Several fuel banks already exist outside the United States, including in Kazakhstan, Russia, and the United Kingdom, justifying yet another, although, like the one in Kazakhstan, it is administered by the International Atomic Energy (IAEA), is unclear, says Sim.
Wald said the senators’ proposal includes the idea that a current IAEA standby facility could simply be expanded. “It probably wouldn’t take very long,” he said. “The IAEA maintains a stockpile in Kazakhstan,” he added.
The objective of our proposal is to ensure that these Middle Eastern states, including Iran, have access to fuel to power their commercial reactors.
Gadomski explained that uranium is currently relatively cheap, around $43 a pound; at one point it was $140 a pound. And the installation in Kazakhstan, for example, is already operational. All that is needed, he added, “is additional funds to produce low-enriched uranium.”
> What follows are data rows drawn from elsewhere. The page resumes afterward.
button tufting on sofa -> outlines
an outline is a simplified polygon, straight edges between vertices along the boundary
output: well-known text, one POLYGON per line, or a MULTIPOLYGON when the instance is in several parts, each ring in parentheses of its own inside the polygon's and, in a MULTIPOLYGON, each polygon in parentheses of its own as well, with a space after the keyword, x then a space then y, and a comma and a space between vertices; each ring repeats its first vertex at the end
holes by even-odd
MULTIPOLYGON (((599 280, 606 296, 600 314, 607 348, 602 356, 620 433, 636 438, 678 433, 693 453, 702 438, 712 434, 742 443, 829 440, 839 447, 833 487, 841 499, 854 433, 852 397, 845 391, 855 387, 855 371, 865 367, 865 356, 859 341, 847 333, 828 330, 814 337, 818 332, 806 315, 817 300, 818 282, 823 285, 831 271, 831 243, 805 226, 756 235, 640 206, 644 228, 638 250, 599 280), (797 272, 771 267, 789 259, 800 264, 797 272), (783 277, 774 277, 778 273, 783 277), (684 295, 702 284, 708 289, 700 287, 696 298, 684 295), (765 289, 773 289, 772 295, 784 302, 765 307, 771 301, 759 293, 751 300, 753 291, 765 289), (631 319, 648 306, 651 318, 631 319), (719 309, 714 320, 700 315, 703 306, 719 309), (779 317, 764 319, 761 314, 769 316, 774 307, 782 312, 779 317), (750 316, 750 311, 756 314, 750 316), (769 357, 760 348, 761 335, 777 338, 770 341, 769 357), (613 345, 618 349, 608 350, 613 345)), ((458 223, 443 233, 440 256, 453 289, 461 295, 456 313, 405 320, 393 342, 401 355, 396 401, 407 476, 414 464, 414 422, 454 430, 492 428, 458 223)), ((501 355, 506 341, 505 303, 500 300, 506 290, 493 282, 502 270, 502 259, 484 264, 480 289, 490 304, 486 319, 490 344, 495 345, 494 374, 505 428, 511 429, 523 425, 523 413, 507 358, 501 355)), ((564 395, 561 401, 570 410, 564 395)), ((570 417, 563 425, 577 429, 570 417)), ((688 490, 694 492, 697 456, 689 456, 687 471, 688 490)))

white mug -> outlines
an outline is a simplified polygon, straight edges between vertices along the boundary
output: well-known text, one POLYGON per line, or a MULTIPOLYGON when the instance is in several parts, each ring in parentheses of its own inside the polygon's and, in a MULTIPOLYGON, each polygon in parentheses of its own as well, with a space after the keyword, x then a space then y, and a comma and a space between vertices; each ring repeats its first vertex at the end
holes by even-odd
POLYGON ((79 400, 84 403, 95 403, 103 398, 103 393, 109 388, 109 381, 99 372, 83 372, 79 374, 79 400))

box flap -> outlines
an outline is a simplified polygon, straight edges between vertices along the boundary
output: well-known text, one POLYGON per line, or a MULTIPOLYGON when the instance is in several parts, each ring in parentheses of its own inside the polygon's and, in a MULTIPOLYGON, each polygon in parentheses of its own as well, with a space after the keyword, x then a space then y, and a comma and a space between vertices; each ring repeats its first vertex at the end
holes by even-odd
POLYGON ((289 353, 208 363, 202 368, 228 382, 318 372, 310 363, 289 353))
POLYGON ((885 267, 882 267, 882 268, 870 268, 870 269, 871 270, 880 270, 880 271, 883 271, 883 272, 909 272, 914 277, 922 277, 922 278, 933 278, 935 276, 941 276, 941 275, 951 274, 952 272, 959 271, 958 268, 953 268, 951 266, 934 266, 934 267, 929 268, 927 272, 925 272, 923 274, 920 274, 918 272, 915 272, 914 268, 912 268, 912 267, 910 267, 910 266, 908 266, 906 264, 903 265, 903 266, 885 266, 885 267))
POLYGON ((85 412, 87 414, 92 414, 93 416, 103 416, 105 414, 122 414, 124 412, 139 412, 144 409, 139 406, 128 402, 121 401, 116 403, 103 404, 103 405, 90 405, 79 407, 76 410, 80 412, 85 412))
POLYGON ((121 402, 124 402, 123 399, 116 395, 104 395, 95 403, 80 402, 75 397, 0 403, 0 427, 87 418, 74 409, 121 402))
Iran says it enriches uranium because it has been prevented in the past from buying the fuel it needs to power its nuclear facilities, Gadomski said. “Establishing the facility in Kazakhstan should eliminate that concern. It solves the problem by providing Iran with the ability to acquire enriched uranium without having to do it itself,” he said. added.
Regarding the participation of Sunni Arab countries in the proposed fuel bank, Sim said it would depend on where it is located and who controls it.
Bishop said Graham believed Sunni Arab countries would participate.
Graham said in a statement that the fuel bank “would allow Iran and other countries in the Middle East to purchase low-enriched uranium (LEU) from a regional fuel bank or provide of LEU from an existing fuel bank outside the Middle East”.
He continued: “The purpose of our proposal is to ensure that these Middle Eastern states, including Iran, have access to fuel to power their commercial reactors.”
“There is no reason to enrich uranium [yourself] if your goal is to have peaceful nuclear energy. I believe this proposal will be welcomed by our allies in the region and should be welcomed by Iran if peaceful nuclear energy is truly what they desire,” Graham said.